My friend Art called me last week to tell me that he received a notice from the IRS demanding that he file his 2019 tax return. Art filed his returns months ago and had the receipt from the post office to prove it. He submitted a second copy in response the letter. A day later, I sent him a note about how the IRS had erroneously issued about 260,000 “CP59” notices to taxpayers stating they didn’t filed their 2019 federal tax returns. The IRS admits that it hasn’t completed processing of all 2019 returns and that these notices should not have been sent out. Art was livid.
Most of the returns that were electronically filed have been processed but paper documents have been piling up since IRS shut down its processing centers in March of last year due to COVID. Many IRS employees have been working from home where they are unable to access the paper documents. The IRS is indeed between a rock and a hard place and Congress is turning up the heat. Last week both Democrats and Republicans on the House Ways and Means Committee sent letters to IRS Commissioner Charles Rettig complaining about poor customer service.
Republican members of the Subcommittee on Oversight, on February 17, 2021, sent a letter expressing their concern about the ongoing backlog of unprocessed 2019 tax returns. They complained about there being over 11 million unprocessed 2019 individual and business tax returns. Their constituents have been complaining that they have been waiting for their tax refunds since last spring.
Three questions were asked, summarized as follows: 1. What is the plan for processing this backlog? 2. What should taxpayers who have not received their refunds do? 3. How will the IRS make sure taxpayers do not suffer adverse consequences for their 2020 returns caused by delays in processing their 2019 returns?
Democrats wrote the Commissioner Rettig on February 19, 2021 expressing their concern about the current tax filing season and requesting information on how the IRS plans to improve customer service. They complained about the slow pace of processing 2020 tax returns and pointed out that IRS service centers in Kansas City and Austin were closed due to bad weather. The Democrats had three questions too, asking when the 6.7 million 2019 and prior year tax returns in the backlog will be processed, when the returns for 2020 filed so far will be processed, and when staff will be added to IRS taxpayer assistance efforts.

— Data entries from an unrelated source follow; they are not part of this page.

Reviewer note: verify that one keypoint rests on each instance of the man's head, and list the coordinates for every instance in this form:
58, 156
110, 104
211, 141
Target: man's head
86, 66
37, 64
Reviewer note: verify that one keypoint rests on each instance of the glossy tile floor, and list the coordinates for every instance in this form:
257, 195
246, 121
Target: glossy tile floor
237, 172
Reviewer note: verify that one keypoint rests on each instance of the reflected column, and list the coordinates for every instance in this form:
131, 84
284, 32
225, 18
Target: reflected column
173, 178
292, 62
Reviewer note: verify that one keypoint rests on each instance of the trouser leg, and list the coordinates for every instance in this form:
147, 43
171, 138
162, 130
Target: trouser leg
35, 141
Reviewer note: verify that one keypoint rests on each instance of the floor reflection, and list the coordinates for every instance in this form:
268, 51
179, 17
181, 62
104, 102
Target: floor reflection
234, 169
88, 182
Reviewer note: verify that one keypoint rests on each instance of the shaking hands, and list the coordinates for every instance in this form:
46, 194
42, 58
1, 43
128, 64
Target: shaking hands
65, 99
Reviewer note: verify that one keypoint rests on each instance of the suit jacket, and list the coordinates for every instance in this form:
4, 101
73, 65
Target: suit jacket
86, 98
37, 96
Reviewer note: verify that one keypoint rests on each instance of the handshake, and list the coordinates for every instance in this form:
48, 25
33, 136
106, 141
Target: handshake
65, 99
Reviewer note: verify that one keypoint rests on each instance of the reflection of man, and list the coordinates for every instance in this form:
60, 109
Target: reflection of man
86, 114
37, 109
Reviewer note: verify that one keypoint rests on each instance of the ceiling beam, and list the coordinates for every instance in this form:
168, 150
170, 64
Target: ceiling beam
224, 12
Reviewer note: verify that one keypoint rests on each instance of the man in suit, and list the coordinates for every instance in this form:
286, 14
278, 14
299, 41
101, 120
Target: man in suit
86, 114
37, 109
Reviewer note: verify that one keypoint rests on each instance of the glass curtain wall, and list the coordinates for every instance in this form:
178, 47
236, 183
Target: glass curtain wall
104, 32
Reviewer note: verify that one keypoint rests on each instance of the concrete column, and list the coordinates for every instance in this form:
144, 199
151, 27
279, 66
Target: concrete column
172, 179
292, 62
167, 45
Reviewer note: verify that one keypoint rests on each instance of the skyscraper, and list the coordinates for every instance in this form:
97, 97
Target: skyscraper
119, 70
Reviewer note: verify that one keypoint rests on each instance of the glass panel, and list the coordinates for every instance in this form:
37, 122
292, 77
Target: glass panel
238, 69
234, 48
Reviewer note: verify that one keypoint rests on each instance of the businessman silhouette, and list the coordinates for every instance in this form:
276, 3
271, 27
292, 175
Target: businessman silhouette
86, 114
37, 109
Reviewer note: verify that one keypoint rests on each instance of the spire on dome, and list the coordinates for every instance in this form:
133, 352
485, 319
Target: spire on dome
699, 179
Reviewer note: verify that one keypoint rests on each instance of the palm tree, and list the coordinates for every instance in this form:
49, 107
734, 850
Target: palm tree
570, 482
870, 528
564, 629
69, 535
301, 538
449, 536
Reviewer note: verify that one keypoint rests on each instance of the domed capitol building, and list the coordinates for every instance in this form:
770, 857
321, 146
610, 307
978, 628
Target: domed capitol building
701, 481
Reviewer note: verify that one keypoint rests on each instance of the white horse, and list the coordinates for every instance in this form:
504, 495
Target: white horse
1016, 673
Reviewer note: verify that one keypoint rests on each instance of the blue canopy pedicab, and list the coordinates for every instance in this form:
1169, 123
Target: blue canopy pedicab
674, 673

ProPublica, in an article dated Feb. 16, 2021, traces the IRS’ “challenges” back to the Obama administration when Republicans who objected to the Affordable Care Act successfully pushed steep budget cuts to the IRS. Since 2010 the IRS has experienced staff reductions of over 70,000 employees due to a hiring freeze. IRS operations were shutdown in 2013 and again in 2019 due to partisan disarray in the US Congress. The IRS’ workload has increased because it has been tasked with distribution of economic stimulus checks at the same time as disruptions in operations due to COVID.
We expect the IRS’ problems to continue. They have not made the investments in personnel or technology to keep up with Congressional and taxpayer demands for better service.